Crossing the causeway road five Goosanders and two Great White Egrets on New Diggings and in their usual field at Dengemarsh Road, Lydd two Cattle Egrets playing hide-and-seek amongst the straw bales.
Scotney - The expected feral Barnacle, Canada and Greylag Geese on the grass, plus loads of Wigeon, Lapwings and a few Goldies until dispersed by a Peregrine. The new pits behind the farm held 55 Shelducks, 10 Egyptian Geese and four Brents in a field, plus 10 Corn Buntings and 20 Chaffinches around the yard. At the Sussex end two Black-necked Grebes and a Scaup were reported (per BB).

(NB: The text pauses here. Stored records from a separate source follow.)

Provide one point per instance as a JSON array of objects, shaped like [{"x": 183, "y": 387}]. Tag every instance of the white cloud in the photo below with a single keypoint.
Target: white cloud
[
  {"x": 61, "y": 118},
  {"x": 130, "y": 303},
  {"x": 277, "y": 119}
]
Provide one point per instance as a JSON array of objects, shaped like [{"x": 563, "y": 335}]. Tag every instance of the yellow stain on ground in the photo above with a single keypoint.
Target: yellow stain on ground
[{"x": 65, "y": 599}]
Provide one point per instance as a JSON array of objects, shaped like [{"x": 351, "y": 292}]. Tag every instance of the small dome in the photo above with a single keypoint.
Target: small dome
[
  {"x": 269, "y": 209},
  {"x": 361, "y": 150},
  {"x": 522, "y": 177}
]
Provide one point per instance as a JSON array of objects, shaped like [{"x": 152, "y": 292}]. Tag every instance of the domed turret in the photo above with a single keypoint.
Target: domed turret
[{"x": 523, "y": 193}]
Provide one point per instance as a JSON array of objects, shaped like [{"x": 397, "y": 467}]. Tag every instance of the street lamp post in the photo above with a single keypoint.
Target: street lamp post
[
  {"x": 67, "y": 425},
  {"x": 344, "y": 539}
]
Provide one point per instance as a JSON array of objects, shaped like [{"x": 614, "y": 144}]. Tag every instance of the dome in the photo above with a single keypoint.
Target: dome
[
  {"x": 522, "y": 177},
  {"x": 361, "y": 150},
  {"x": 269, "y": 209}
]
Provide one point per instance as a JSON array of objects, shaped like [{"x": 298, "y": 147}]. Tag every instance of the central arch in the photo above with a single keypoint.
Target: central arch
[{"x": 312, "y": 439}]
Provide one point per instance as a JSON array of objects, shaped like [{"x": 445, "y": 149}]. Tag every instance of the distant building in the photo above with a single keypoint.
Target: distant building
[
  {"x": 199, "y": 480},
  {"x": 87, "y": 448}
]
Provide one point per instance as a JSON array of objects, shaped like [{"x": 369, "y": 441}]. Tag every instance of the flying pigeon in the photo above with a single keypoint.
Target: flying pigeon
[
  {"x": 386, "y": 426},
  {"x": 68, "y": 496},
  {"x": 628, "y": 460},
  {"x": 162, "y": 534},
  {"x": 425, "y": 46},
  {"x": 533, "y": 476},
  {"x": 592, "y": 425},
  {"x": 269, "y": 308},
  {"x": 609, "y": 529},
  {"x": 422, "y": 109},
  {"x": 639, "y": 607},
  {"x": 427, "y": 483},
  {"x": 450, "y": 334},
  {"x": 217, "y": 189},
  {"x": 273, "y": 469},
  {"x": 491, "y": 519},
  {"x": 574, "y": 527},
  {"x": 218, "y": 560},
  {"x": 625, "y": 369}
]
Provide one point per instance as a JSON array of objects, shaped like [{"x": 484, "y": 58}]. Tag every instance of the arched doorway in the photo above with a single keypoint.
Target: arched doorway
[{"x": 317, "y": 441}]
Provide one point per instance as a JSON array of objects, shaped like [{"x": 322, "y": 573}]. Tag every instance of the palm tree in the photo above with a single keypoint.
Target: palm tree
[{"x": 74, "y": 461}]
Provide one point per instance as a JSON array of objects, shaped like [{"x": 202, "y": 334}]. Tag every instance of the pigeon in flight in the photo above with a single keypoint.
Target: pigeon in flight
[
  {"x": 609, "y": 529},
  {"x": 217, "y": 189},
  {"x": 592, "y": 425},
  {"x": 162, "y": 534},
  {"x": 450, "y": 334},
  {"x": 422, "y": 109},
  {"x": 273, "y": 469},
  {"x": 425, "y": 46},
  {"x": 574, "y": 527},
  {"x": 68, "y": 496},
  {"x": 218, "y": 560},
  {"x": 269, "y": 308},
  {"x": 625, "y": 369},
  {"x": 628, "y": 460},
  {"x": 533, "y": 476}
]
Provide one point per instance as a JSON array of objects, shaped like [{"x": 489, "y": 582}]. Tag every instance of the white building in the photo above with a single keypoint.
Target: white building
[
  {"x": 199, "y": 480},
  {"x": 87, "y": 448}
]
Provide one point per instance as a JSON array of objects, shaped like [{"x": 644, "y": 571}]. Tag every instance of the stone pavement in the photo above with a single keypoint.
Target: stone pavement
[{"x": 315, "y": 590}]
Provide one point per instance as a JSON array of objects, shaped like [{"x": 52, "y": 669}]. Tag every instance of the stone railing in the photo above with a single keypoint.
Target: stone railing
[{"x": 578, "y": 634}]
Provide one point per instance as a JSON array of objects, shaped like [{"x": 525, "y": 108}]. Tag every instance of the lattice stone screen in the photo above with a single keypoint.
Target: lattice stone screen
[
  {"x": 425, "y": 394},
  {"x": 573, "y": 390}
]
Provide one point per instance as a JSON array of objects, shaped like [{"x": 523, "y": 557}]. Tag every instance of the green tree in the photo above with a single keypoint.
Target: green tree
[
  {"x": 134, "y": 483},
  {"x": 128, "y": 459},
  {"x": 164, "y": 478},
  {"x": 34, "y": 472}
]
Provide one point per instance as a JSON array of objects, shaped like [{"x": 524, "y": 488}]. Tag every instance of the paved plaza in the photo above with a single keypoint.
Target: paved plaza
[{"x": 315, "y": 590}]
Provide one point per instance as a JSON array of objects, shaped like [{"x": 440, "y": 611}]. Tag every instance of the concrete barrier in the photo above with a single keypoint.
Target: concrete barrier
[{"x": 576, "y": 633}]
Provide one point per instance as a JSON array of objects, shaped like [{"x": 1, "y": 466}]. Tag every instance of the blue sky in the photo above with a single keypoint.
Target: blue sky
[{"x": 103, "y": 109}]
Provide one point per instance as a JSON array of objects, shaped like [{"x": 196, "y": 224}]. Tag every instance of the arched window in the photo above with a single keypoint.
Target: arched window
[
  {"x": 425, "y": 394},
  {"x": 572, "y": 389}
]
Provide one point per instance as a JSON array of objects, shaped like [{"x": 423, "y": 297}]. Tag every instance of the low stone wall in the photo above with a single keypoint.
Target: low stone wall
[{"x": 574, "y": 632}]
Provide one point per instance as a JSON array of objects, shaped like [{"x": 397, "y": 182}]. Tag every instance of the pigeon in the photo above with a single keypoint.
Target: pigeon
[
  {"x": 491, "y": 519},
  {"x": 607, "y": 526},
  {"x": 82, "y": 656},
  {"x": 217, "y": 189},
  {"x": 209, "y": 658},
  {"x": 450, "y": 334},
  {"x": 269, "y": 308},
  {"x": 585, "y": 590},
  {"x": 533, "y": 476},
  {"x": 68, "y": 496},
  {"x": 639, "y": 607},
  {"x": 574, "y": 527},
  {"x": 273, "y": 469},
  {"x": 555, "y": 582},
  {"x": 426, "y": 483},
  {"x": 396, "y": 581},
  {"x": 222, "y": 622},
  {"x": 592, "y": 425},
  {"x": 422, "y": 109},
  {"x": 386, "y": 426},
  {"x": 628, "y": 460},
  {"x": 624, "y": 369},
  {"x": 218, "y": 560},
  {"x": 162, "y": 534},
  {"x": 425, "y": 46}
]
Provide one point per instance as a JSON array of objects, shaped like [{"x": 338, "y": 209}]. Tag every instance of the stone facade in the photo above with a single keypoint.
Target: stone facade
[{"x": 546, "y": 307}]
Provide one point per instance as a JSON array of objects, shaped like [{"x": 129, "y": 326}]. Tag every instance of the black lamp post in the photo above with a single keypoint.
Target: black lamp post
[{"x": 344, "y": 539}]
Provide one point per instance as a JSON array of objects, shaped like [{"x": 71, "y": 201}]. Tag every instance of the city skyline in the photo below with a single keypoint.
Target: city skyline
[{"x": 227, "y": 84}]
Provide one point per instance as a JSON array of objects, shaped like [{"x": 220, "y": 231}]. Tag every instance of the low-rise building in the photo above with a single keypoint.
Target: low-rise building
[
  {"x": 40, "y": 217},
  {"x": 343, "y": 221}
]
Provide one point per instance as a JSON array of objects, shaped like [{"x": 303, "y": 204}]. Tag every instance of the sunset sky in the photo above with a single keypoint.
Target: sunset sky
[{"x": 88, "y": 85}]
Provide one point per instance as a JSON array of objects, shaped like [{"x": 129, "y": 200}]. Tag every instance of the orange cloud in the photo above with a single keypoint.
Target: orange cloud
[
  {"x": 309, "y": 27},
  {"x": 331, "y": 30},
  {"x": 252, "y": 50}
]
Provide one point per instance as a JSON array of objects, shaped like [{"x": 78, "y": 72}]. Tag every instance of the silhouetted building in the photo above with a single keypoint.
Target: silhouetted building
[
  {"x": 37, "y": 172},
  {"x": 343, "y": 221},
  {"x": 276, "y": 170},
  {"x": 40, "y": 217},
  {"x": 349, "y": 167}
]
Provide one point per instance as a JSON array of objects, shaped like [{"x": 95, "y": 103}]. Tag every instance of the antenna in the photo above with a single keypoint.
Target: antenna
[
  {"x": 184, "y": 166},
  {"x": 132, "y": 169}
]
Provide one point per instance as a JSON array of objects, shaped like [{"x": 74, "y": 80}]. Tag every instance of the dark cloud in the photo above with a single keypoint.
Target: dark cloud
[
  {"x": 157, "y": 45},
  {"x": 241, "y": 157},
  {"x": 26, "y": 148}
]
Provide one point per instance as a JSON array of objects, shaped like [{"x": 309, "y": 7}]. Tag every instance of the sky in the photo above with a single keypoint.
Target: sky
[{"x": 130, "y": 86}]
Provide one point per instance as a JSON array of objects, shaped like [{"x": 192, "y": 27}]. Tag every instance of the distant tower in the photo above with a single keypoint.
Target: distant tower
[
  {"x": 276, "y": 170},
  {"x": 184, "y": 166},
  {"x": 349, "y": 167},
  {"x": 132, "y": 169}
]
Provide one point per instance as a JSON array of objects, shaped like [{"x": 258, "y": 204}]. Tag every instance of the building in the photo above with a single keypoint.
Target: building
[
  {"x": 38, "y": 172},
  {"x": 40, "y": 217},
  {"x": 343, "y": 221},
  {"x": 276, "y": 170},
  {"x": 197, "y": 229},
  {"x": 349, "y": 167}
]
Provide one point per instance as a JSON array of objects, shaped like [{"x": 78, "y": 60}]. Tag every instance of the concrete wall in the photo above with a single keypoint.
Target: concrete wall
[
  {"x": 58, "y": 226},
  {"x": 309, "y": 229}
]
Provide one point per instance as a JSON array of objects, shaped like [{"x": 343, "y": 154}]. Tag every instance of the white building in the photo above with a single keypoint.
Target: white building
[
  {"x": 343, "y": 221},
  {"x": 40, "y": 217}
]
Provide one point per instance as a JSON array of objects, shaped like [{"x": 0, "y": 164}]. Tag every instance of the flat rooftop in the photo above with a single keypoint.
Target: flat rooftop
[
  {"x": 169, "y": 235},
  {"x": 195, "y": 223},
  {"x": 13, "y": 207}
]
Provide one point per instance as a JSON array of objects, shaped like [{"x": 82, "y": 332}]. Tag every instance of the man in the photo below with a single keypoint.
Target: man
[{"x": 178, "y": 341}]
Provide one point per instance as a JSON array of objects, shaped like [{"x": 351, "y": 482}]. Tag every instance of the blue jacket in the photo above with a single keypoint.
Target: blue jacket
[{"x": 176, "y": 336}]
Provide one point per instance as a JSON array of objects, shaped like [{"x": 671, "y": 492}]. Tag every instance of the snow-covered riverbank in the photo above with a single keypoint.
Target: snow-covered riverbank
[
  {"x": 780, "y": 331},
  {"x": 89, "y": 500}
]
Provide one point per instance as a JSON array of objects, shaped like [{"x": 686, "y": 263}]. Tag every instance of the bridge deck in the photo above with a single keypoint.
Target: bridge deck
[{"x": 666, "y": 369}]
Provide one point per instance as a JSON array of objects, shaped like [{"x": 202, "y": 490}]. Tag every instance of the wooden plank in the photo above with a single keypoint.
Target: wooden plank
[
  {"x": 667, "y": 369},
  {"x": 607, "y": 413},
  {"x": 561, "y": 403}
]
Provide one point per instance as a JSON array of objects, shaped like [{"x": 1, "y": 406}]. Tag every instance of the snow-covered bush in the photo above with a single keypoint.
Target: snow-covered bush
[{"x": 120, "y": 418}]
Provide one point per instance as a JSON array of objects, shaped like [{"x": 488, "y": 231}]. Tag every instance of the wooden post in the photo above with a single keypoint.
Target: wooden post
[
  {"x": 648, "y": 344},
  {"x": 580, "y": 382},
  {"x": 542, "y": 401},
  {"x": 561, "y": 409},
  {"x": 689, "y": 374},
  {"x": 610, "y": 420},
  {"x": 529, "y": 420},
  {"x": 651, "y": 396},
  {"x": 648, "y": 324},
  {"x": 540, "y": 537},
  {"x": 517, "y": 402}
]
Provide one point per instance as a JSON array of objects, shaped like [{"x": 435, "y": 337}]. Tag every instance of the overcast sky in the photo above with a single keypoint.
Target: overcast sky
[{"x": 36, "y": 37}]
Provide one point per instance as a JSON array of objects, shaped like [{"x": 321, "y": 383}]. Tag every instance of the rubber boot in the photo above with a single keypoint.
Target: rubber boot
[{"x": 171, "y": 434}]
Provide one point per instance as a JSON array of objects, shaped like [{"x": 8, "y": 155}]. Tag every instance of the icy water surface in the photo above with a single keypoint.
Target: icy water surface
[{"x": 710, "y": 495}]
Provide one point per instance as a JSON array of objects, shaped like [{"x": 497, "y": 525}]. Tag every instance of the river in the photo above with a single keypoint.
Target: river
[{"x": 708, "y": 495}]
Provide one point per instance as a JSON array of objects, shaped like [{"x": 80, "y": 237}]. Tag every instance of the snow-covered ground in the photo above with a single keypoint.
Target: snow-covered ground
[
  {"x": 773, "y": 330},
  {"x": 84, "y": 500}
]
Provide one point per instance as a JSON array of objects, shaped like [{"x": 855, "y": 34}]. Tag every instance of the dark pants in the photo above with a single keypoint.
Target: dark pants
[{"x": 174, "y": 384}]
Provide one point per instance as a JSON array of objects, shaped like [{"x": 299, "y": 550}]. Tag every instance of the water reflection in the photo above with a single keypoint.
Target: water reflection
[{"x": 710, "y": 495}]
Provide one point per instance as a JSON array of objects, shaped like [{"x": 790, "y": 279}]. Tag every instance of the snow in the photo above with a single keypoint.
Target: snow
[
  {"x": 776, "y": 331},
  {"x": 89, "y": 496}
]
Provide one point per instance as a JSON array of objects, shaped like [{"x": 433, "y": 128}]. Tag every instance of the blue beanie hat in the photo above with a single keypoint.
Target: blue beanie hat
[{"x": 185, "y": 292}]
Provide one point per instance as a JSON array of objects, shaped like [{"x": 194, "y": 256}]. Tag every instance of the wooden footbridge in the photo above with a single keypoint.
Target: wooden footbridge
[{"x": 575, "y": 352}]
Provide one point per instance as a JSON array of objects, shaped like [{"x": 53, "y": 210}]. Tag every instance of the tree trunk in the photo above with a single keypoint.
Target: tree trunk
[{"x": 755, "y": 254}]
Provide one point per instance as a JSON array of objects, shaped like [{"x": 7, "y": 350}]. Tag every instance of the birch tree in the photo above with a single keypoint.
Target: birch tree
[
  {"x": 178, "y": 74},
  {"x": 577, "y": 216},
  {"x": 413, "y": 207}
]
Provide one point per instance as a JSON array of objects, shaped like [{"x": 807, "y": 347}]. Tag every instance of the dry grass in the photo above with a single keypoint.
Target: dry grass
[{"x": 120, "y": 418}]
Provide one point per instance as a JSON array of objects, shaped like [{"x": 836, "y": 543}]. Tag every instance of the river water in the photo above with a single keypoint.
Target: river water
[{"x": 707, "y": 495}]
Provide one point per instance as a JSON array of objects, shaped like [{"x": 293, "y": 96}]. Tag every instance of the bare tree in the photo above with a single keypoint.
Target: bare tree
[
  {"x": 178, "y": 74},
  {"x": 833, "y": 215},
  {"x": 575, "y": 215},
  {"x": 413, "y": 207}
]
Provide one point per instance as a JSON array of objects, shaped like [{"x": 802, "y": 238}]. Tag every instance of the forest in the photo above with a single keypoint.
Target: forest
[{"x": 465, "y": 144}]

Walland Marsh - First stop Midley drying barns and the surrounding environs where, for once birds were everywhere; chiefly Fieldfares, around a thousand of `em, corvids and Woodpigeons along with a scattering of Redwings, Blackbirds, Song and Mistle Thrushes, and single figures of Corn Bunting, Yellowhammer, finches, tits and Stock Doves, plus Tree Sparrows, Goldfinches, tits, Dunnocks and Robins around the feeders.
We then spent a couple of hours out on Cheyne Court wetlands which held hundreds of Goldies, Lapwings, Teal, Wigeon, Greylags and two White-fronts, plus several Marsh Harriers, Kestrels and Buzzards. Walking around a field of root crops we flushed 100 Skylarks, 20 Mipits and single figures of Snipe, Reed Bunting, Pied Wagtail and Song Thrush. Also, Bearded Tit and three Stonechats nearby.
Back on the lane we bumped into DB and BB and eventually, between us, we located the three Tundra Bean Geese hiding amongst a flock of Mute Swans near the Woolpack reservoir. On the drive back to Midley they alerted us to a male Hen Harrier, which I was jammy enough to see flying low over a turf field near the drying barns, heading out towards Scotney.
So, not a bad little outing, with seven species of geese, plenty of passerines, and the cream on the hot chocolate, a Grey Ghost.
Who said December was duff for birding...? Certainly not me!